Après les manifestations de ce samedi, le mouvement de protestation contre la vie chère au Nigeria baptisé « End Bad Governance » prend une pause. En attendant une reprise éventuelle en octobre.

Le mouvement de protestation contre la vie chère qui secoue le Nigeria depuis le 1er août s’est arrêté comme prévu au bout de 10 jours. Les dernières marches ont eu lieu dans le pays ce samedi.

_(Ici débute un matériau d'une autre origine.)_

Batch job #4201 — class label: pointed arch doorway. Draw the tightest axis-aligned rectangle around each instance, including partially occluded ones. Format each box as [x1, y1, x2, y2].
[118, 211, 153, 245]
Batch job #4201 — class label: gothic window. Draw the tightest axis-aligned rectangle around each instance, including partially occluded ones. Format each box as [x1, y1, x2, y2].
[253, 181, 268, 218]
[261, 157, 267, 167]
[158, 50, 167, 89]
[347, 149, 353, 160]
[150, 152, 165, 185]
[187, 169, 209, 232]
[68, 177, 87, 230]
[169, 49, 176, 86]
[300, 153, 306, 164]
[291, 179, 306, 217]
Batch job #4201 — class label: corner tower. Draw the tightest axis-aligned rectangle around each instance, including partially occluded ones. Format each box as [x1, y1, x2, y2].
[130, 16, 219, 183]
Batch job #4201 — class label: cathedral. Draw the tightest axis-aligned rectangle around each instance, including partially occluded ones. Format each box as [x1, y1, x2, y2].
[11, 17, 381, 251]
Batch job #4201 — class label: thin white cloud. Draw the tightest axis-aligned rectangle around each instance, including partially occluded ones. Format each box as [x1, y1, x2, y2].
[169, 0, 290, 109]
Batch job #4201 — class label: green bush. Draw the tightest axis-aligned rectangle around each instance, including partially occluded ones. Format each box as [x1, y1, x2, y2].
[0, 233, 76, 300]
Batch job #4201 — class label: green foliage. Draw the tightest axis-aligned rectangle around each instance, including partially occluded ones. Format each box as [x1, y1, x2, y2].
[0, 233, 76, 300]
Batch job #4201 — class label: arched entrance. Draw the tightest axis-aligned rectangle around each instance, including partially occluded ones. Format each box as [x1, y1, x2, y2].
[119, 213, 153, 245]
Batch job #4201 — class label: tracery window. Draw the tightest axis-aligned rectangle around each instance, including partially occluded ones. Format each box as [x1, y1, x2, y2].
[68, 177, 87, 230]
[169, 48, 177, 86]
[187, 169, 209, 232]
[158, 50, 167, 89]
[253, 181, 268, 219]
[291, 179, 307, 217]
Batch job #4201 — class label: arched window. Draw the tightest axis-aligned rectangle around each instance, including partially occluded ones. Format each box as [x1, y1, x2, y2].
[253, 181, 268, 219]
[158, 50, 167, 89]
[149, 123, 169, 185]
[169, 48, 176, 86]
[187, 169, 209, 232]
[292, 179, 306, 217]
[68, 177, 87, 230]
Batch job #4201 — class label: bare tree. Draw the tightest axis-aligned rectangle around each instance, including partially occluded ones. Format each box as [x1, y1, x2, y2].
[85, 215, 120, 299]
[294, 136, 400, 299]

Un mouvement de colère et une répression sanglante

La population nigériane est en colère en raison de l’inflation galopante aggravée par les réformes initiées par le Président Bola Tinubu. En décidant de suspendre les subventions accordées depuis des décennies par l’État au prix du carburant pour le rendre accessible aux populations de ce pays producteur d’or noir, le nouveau Président a, de fait, aggravé les difficultés de la majorité de ses concitoyens qui avaient déjà de la peine à joindre les deux bouts. Dans un pays où le salaire mensuel minimum était de 30 000 nairas soit environ 17 euros, la hausse vertigineuse des prix induite par la suspension des subventions sur le carburant est une catastrophe.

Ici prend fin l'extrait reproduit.